Diéguez desgranó la conversación mantenida en el mesón de la Herradura. Don Bernardo ni lo interrumpió ni paró de fumar.

—Ésa fue la historia que me contó. Todo encajaba, aunque recelé de que quisiera hacerme creer que era yo quien le había solicitado información sobre el asesinato de doña Cecilia.

—¿No fue así?

—Usted sabe bien de mi interés por obtener información sobre la muerte de doña Cecilia.
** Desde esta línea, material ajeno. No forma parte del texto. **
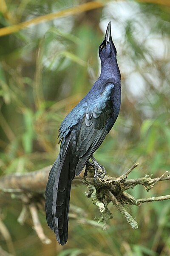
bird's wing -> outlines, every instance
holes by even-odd
[[[82,157],[84,160],[85,158],[88,160],[109,132],[107,124],[113,113],[110,95],[113,88],[112,84],[106,85],[97,99],[93,109],[91,108],[90,106],[87,108],[76,146],[76,155],[79,158]],[[78,165],[76,169],[76,175],[81,171],[79,165]]]

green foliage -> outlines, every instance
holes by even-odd
[[[71,0],[3,2],[1,27],[80,4]],[[98,77],[101,29],[105,31],[110,20],[122,74],[122,102],[114,128],[95,157],[110,175],[122,174],[136,162],[140,165],[130,174],[133,177],[145,173],[157,177],[169,170],[169,13],[166,6],[109,1],[102,10],[61,17],[1,37],[1,174],[31,172],[54,162],[61,122]],[[86,199],[85,190],[73,189],[71,202],[93,219],[99,213]],[[137,198],[166,195],[169,185],[160,183],[149,193],[139,186],[130,193]],[[71,220],[69,240],[62,247],[56,247],[43,215],[50,245],[39,242],[31,223],[19,226],[19,204],[6,205],[2,218],[18,256],[170,255],[169,202],[129,209],[139,224],[135,231],[109,207],[114,217],[106,231]]]

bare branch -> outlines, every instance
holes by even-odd
[[[138,228],[138,224],[135,221],[131,215],[127,212],[124,207],[119,203],[117,200],[115,196],[110,192],[109,191],[110,196],[111,198],[111,200],[114,205],[116,206],[118,210],[122,213],[125,217],[127,221],[130,225],[131,227],[133,229],[137,229]]]
[[[36,206],[34,204],[32,203],[29,205],[29,207],[31,214],[32,220],[33,221],[34,227],[37,232],[38,237],[43,244],[50,244],[51,241],[44,235],[42,227],[38,218]]]

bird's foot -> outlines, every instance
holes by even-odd
[[[86,177],[88,176],[88,171],[89,169],[89,167],[92,168],[93,169],[94,169],[94,164],[92,163],[91,163],[89,161],[88,161],[85,166],[85,173],[83,175],[83,178],[85,181],[87,181]]]
[[[93,156],[91,156],[91,159],[93,161],[94,165],[94,177],[95,178],[96,177],[98,177],[103,179],[106,174],[105,167],[99,165]]]

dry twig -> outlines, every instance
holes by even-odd
[[[107,206],[110,202],[122,213],[132,227],[136,229],[138,224],[136,221],[127,210],[126,205],[133,204],[140,206],[142,203],[165,200],[170,199],[170,195],[152,197],[148,198],[135,198],[126,192],[128,189],[133,189],[136,186],[142,184],[147,191],[151,189],[157,183],[170,180],[170,174],[166,172],[160,177],[152,178],[151,175],[136,179],[127,178],[128,175],[136,167],[139,163],[136,163],[124,175],[113,177],[105,176],[105,179],[96,177],[94,179],[94,170],[89,169],[88,174],[84,180],[82,175],[76,177],[72,182],[73,186],[81,184],[88,185],[86,196],[92,198],[92,203],[99,207],[101,217],[99,220],[104,224],[104,229],[106,227],[108,218],[113,218]],[[44,192],[48,177],[51,166],[43,169],[25,174],[15,174],[7,175],[0,178],[0,192],[11,194],[13,198],[21,200],[23,203],[23,208],[18,221],[23,224],[27,216],[28,209],[31,212],[34,228],[41,241],[46,244],[50,242],[45,235],[40,221],[38,209],[44,208]],[[77,211],[76,210],[76,212]],[[94,221],[87,220],[85,216],[77,218],[76,212],[70,213],[70,217],[76,218],[82,223],[88,223],[95,225]]]

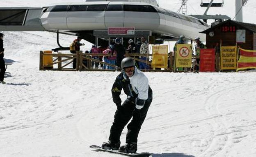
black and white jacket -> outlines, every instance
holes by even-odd
[[[123,90],[127,99],[135,104],[136,108],[142,108],[146,101],[152,100],[152,91],[149,85],[149,80],[145,74],[135,67],[133,75],[128,77],[124,72],[119,74],[113,85],[113,101],[117,106],[121,105],[120,97],[121,91]]]

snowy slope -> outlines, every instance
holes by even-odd
[[[0,5],[52,2],[25,1]],[[54,2],[61,1],[69,1]],[[5,33],[5,58],[16,62],[7,69],[8,84],[0,86],[0,156],[121,156],[89,148],[107,139],[116,108],[110,89],[118,73],[39,71],[39,51],[57,47],[56,35]],[[61,35],[60,42],[68,46],[73,38]],[[153,99],[138,152],[158,157],[256,156],[255,72],[146,75]]]

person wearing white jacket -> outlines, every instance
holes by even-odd
[[[138,135],[152,101],[152,91],[149,85],[148,78],[136,67],[132,58],[123,59],[121,66],[122,72],[117,77],[112,90],[113,101],[117,109],[108,142],[104,142],[102,147],[105,149],[119,150],[121,152],[135,153],[137,150]],[[127,95],[122,104],[120,97],[122,89]],[[132,117],[131,122],[127,126],[126,144],[120,147],[120,138],[123,129]]]

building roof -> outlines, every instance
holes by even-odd
[[[216,29],[216,28],[217,28],[220,26],[222,26],[224,24],[225,24],[228,23],[230,23],[233,24],[239,25],[243,27],[244,27],[245,28],[253,32],[256,32],[256,24],[253,24],[249,23],[241,22],[237,22],[236,21],[233,21],[231,20],[228,20],[222,22],[221,22],[219,23],[219,24],[213,26],[213,27],[210,27],[206,30],[205,30],[199,33],[205,33],[205,34],[208,33],[210,32],[215,29]]]

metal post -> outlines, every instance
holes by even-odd
[[[235,0],[235,20],[242,22],[242,0]]]
[[[98,47],[98,37],[96,37],[95,38],[95,46]]]
[[[43,70],[43,52],[42,51],[40,51],[39,64],[39,70]]]

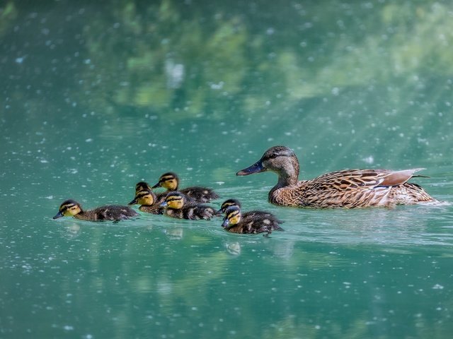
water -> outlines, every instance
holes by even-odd
[[[284,208],[234,175],[282,144],[451,203],[449,2],[41,2],[0,5],[0,338],[449,338],[450,203]],[[285,231],[52,220],[170,170]]]

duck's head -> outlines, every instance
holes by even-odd
[[[62,217],[74,217],[82,211],[82,208],[77,201],[71,199],[67,200],[60,205],[59,210],[54,219]]]
[[[180,192],[170,192],[165,198],[165,201],[161,203],[161,207],[169,207],[179,210],[182,208],[185,202],[184,194]]]
[[[168,172],[161,175],[159,178],[159,182],[152,186],[153,189],[156,187],[164,187],[168,191],[176,191],[179,184],[179,178],[176,173]]]
[[[146,205],[151,206],[156,201],[156,194],[151,189],[142,189],[135,194],[135,198],[128,205]]]
[[[220,209],[217,210],[215,214],[222,214],[224,213],[226,208],[229,206],[238,206],[241,208],[241,203],[237,199],[228,199],[223,202],[222,206],[220,206]]]
[[[241,208],[236,206],[231,206],[225,210],[225,218],[222,223],[224,228],[233,226],[241,221]]]
[[[144,191],[146,189],[151,189],[151,186],[147,182],[137,182],[135,184],[135,194],[137,194],[137,192],[139,192],[140,191]]]
[[[299,177],[299,160],[291,148],[274,146],[266,150],[261,159],[251,166],[238,172],[236,175],[248,175],[261,172],[272,171],[280,177]]]

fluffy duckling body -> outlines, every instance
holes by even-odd
[[[185,196],[178,191],[168,193],[160,206],[165,208],[164,214],[178,219],[209,220],[215,215],[215,210],[212,207],[187,202]]]
[[[161,176],[159,182],[153,186],[153,189],[156,187],[164,187],[168,191],[178,191],[188,198],[193,198],[197,203],[209,203],[212,200],[219,198],[218,194],[211,189],[207,187],[199,187],[194,186],[183,189],[178,189],[179,177],[176,173],[169,172]]]
[[[74,217],[82,220],[103,221],[123,220],[137,217],[139,214],[127,206],[107,205],[93,210],[84,210],[80,203],[74,200],[67,200],[59,206],[58,213],[53,218]]]
[[[228,199],[223,202],[220,209],[216,212],[216,214],[223,214],[230,206],[237,206],[239,208],[241,208],[241,203],[237,199]],[[250,210],[248,212],[242,212],[241,213],[242,220],[252,220],[256,218],[272,218],[273,215],[269,212],[266,212],[264,210]]]
[[[151,189],[142,189],[135,193],[135,197],[127,205],[139,204],[142,212],[152,214],[164,214],[164,208],[159,206],[156,194]]]
[[[236,175],[271,171],[278,175],[270,190],[269,202],[282,206],[338,208],[411,205],[437,201],[420,186],[407,182],[417,168],[389,170],[344,170],[311,180],[299,181],[299,160],[292,150],[274,146],[257,162]]]
[[[222,227],[232,233],[258,234],[268,236],[273,231],[282,231],[280,225],[282,222],[272,213],[258,211],[251,214],[242,214],[241,208],[232,205],[225,210],[225,218]]]

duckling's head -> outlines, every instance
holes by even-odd
[[[173,172],[168,172],[161,175],[159,178],[159,182],[153,186],[153,189],[156,187],[164,187],[168,191],[178,190],[178,185],[179,184],[179,178],[176,173]]]
[[[151,186],[148,184],[147,182],[137,182],[135,184],[135,194],[137,194],[137,192],[145,189],[151,189]]]
[[[224,213],[226,208],[229,206],[238,206],[241,208],[241,203],[237,199],[228,199],[223,202],[222,206],[220,206],[220,209],[217,210],[215,214],[222,214]]]
[[[224,228],[233,226],[241,221],[241,208],[237,206],[231,206],[225,210],[225,218],[222,223]]]
[[[180,192],[170,192],[165,198],[165,201],[161,203],[161,207],[169,207],[179,210],[182,208],[185,202],[184,194]]]
[[[286,146],[274,146],[266,150],[261,159],[251,166],[238,172],[236,175],[248,175],[272,171],[285,179],[299,177],[299,160],[294,151]]]
[[[82,211],[82,208],[77,201],[71,199],[67,200],[60,205],[59,210],[55,215],[54,219],[58,219],[62,217],[74,217]]]
[[[151,189],[142,189],[135,194],[135,198],[128,205],[151,206],[156,201],[156,194]]]

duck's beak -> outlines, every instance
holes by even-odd
[[[253,173],[260,173],[265,170],[266,168],[263,166],[263,161],[260,160],[251,166],[238,172],[236,175],[248,175],[253,174]]]
[[[229,225],[229,220],[228,220],[227,218],[226,218],[225,219],[224,219],[224,222],[222,223],[222,227],[225,228],[225,227],[227,227]]]
[[[62,216],[63,214],[61,212],[58,212],[52,219],[58,219],[59,218],[62,218]]]
[[[156,189],[157,187],[161,187],[161,183],[158,182],[157,184],[156,184],[154,186],[153,186],[151,189]]]

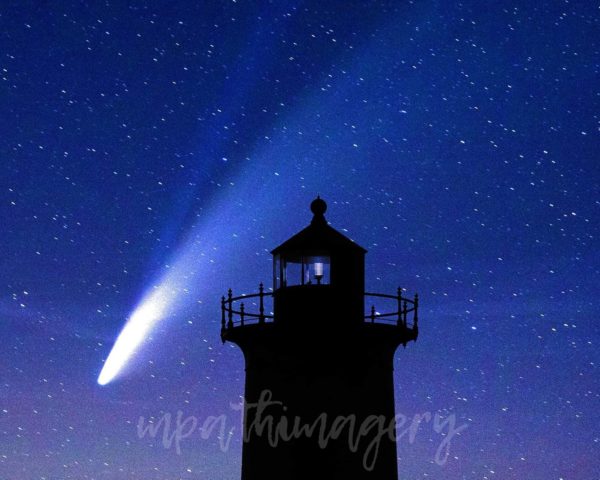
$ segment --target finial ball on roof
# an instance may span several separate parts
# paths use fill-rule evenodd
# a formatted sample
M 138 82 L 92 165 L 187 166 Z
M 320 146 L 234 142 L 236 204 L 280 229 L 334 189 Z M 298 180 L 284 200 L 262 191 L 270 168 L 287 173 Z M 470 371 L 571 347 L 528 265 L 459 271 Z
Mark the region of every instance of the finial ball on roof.
M 317 198 L 310 204 L 310 211 L 315 215 L 324 215 L 327 211 L 327 204 L 325 203 L 325 200 L 317 196 Z

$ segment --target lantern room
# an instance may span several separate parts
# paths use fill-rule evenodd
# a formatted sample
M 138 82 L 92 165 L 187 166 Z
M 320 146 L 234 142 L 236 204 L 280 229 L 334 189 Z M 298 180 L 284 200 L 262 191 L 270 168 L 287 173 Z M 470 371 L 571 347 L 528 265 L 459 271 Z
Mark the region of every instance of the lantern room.
M 328 225 L 320 197 L 310 209 L 310 225 L 271 252 L 275 318 L 360 321 L 366 250 Z

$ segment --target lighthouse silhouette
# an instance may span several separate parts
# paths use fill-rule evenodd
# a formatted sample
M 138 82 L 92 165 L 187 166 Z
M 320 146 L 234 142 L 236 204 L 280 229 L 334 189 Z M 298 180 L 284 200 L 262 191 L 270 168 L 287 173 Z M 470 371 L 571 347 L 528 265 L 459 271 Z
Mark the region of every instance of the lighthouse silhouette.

Pero fue él quien buscó la forma de contármelo.

—¿Por qué lo ha tachado de embustero? —le preguntó a sabiendas de que su sacristán mentía sin tasa.
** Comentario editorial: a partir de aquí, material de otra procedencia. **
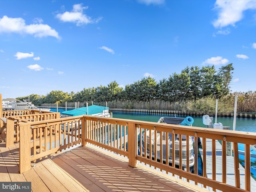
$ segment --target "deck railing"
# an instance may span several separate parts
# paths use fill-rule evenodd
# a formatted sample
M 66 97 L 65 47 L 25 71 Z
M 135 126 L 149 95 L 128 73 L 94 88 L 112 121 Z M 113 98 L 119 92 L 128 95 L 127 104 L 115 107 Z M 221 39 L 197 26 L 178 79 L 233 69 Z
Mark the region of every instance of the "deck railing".
M 193 181 L 195 184 L 200 184 L 209 186 L 214 190 L 222 191 L 250 191 L 250 145 L 256 144 L 255 133 L 215 130 L 196 127 L 166 124 L 160 124 L 142 121 L 115 118 L 94 117 L 81 116 L 50 120 L 37 122 L 19 122 L 20 131 L 20 172 L 22 173 L 30 169 L 31 162 L 43 157 L 51 155 L 58 151 L 67 149 L 77 144 L 86 145 L 90 143 L 103 149 L 111 151 L 129 159 L 129 165 L 135 167 L 137 161 L 155 168 L 159 168 L 186 179 Z M 175 167 L 177 163 L 174 155 L 168 148 L 174 146 L 173 141 L 166 139 L 171 135 L 174 138 L 179 134 L 184 136 L 186 147 L 182 149 L 182 140 L 178 143 L 180 160 L 182 164 L 183 159 L 186 160 L 186 167 L 189 167 L 189 138 L 197 141 L 202 140 L 203 154 L 202 175 L 198 175 L 198 158 L 194 158 L 194 171 L 189 169 L 184 170 L 182 166 Z M 144 135 L 144 140 L 142 136 Z M 212 158 L 206 158 L 206 141 L 212 141 Z M 222 143 L 221 154 L 216 154 L 215 141 Z M 144 141 L 144 142 L 143 142 Z M 227 184 L 226 144 L 231 142 L 234 146 L 234 184 Z M 238 143 L 245 145 L 245 174 L 240 174 L 239 170 Z M 142 147 L 142 145 L 144 145 Z M 194 156 L 197 157 L 199 146 L 194 142 Z M 148 151 L 145 154 L 143 151 Z M 155 158 L 154 152 L 157 154 Z M 216 180 L 216 159 L 222 158 L 222 178 Z M 172 158 L 170 158 L 170 157 Z M 206 167 L 212 165 L 211 178 L 207 178 Z M 242 177 L 245 183 L 240 185 Z
M 4 116 L 6 118 L 6 147 L 12 146 L 14 142 L 20 140 L 20 129 L 17 124 L 19 122 L 29 122 L 58 119 L 60 113 L 44 112 L 39 113 L 37 110 L 12 111 L 6 113 Z
M 1 111 L 2 113 L 2 117 L 5 117 L 8 118 L 8 117 L 13 116 L 17 115 L 30 115 L 32 114 L 44 114 L 44 113 L 52 113 L 52 112 L 40 110 L 9 110 L 6 111 Z

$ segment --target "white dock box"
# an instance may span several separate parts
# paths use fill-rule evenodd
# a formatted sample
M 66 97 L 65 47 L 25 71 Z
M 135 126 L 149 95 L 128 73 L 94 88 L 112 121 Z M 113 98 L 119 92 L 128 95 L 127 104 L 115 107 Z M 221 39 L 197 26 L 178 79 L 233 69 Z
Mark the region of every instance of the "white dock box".
M 214 129 L 223 129 L 223 126 L 221 123 L 214 123 L 213 124 Z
—Porque me mintió en lo referente a los amores adulterinos de doña Cecilia.

El cura expulsó el humo sobre la punta de su cigarro.

—¿Cómo está tan seguro de eso?

Diéguez sacó la carta de don Baltasar de Mendoza y Sandoval.

—Léala, por favor.

Don Bernardo se caló las antiparras. Su rostro no expresaba ninguna emoción. Cuando terminó, se la devolvió, dio una última calada al cigarro y aplastó la colilla en un cenicero donde podían verse algunas más.
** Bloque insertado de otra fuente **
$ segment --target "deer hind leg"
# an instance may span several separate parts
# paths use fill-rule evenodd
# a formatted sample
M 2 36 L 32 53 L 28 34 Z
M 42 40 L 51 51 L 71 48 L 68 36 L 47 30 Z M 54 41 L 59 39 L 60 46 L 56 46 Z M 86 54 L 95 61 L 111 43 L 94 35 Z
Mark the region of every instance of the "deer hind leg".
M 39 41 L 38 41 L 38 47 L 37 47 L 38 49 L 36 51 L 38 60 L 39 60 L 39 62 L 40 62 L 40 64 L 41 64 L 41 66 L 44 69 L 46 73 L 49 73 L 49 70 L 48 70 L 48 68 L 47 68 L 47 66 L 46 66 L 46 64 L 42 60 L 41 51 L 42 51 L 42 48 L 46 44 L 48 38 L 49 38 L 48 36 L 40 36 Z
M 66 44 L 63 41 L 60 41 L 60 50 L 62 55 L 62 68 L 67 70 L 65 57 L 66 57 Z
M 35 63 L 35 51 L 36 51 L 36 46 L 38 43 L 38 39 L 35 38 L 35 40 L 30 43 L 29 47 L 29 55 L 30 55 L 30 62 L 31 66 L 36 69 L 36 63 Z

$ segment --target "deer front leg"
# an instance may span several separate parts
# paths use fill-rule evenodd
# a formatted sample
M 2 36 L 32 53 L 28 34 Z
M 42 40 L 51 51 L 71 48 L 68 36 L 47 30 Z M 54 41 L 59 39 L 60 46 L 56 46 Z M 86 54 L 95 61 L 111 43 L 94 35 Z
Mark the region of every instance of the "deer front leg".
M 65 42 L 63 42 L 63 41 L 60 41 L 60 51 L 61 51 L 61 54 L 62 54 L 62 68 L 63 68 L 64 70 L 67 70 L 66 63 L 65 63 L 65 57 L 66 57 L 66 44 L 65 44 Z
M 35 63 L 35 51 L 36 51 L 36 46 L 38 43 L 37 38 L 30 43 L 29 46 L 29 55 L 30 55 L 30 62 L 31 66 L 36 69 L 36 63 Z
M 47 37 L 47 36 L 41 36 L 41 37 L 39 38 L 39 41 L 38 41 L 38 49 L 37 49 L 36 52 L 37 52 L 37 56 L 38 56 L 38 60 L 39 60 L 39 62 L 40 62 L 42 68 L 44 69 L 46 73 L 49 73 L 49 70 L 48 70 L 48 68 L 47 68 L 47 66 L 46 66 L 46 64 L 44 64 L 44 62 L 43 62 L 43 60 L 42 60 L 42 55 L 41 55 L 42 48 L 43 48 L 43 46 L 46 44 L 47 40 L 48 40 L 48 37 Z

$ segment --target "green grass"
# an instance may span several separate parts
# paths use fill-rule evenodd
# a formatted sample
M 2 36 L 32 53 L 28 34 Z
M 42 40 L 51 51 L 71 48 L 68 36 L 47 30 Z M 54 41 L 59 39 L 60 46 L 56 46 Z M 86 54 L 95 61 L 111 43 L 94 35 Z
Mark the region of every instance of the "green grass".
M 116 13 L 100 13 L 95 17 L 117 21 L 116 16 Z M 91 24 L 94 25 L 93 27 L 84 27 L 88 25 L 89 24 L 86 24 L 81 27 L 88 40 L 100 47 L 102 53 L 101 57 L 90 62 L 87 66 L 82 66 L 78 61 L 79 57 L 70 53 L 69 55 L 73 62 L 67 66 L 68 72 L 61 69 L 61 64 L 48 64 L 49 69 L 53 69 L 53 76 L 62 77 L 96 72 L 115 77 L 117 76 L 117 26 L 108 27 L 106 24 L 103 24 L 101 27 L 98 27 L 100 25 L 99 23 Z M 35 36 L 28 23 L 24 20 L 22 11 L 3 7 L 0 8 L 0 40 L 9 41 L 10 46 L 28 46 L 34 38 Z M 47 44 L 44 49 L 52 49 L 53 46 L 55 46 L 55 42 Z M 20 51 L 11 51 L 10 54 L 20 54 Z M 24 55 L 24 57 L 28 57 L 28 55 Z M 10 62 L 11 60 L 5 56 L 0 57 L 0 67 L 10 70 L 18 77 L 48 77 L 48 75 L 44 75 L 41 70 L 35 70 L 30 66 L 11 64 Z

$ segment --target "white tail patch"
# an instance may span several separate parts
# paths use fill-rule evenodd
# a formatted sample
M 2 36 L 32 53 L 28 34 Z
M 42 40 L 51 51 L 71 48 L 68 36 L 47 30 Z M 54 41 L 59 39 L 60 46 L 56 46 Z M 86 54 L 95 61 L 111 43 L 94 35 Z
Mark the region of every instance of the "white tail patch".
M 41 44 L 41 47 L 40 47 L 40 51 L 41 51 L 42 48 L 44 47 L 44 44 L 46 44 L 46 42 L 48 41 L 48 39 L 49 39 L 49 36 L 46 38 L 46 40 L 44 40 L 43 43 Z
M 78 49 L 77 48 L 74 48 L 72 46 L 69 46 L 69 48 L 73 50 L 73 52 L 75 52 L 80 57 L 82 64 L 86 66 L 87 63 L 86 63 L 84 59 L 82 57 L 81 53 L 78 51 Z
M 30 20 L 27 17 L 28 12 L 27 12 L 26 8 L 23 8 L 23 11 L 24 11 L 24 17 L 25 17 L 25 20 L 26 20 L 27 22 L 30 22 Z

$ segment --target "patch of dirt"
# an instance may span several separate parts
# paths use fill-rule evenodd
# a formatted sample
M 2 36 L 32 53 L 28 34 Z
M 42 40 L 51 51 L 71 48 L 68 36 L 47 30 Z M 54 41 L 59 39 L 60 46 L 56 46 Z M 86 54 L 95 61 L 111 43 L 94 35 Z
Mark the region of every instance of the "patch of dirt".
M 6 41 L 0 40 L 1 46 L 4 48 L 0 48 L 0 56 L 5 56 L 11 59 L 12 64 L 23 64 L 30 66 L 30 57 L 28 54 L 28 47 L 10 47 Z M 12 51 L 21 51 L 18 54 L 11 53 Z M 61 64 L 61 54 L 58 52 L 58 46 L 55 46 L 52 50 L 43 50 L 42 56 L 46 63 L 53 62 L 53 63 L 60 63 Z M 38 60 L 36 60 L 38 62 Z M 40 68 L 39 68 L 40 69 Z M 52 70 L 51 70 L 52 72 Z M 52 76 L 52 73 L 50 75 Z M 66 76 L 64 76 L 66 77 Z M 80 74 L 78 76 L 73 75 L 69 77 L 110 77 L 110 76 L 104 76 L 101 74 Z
—La única verdad de lo que Zacarías le contó es que en esta sacristía mantuve una conversación acerca de la muerte de doña Cecilia. Pero quien estuvo aquí no fue don Ambrosio Coello de Portugal, sino don Pablo de Armenta, y la conversación que mantuvimos nada tiene que ver con lo que me ha contado. —Hizo un gesto de resignación—. Su capacidad de fabular iba mucho más allá de las pequeñas mentiras que formaban parte de su vida diaria y que me obligaban a reprenderlo con frecuencia.

Diéguez recordó que don Matías le había dicho que el párroco, efectivamente, había negado tener una conversación con don Ambrosio, sin añadir nada más.

—Supongo… supongo que no desea revelarme la conversación con don Pablo de Armenta. No obstante, medítelo antes de responderme y piense que un asesino anda suelto. Tal vez, si usted…

Don Bernardo sacó tabaco de la petaca y lio otro cigarro.

—Voy a contarle una vieja historia. —Encendió el pitillo y le dio una calada—. No se equivoca al afirmar que doña Cecilia era una dama virtuosa. Puedo asegurárselo, yo era su director espiritual. Todos los rumores que han corrido acerca de su honorabilidad son calumnias, infamias que mancharon su nombre. También debe saber que don Pablo de Armenta estaba muy enamorado de su mujer y ella de él, a pesar de la diferencia de edad que había entre ambos. Ignoro por qué la asesinaron y dejaron su cadáver expuesto a la ignominia pública. —Don Bernardo dio una calada y aplastó la colilla.

—Hay una cosa que resulta extraña.

—Dígame cuál. Si puedo serle útil…

—¿Por qué don Pablo de Armenta ha levantado un muro de silencio ante las investigaciones? Se han negado a colaborar. Como… como si tuviera algo que ocultar.

El párroco resopló y sacudió la pechera de su sotana para eliminar alguna picadura de tabaco.

—No sé… no sé si hago lo correcto. —Cerró los ojos y pareció meditar un momento—. Si me voy de la lengua, que Dios me perdone. Prométame que no revelará lo que voy a decirle. Podrá utilizarlo, pero no lo revelará jamás. ¿Me lo promete?

—¿Por qué quiere que le jure?

—¡No le he dicho que jure! ¡No me gusta que se meta a Dios en las bajezas de los hombres! ¡Las cosas de Dios son de otra naturaleza! Basta con que me lo prometa.

—En ese caso, tiene mi palabra.

Don Bernardo, antes de hablar, se preparó otro cigarro. El humo había hecho que la atmósfera de la sacristía fuera casi irrespirable.

—Lo que voy a revelarle lo he mantenido en secreto por razón de conciencia, pero la aparición de la nueva víctima de quien llaman verdugo de la Inquisición me tiene sumido en la zozobra desde hace días y creo que hago mal con no contar lo que sé. Tal vez si lo hubiera hecho antes… Espero que Dios no me lo tenga en cuenta.

—Disculpe, pero antes de que me cuente eso, ¿puedo preguntarle algo?

—Adelante, pregunte.

—Lo que va a contarme, ¿lo sabía cuando vine por primera vez a hablar con usted sobre el asesinato de doña Cecilia Coello de Portugal?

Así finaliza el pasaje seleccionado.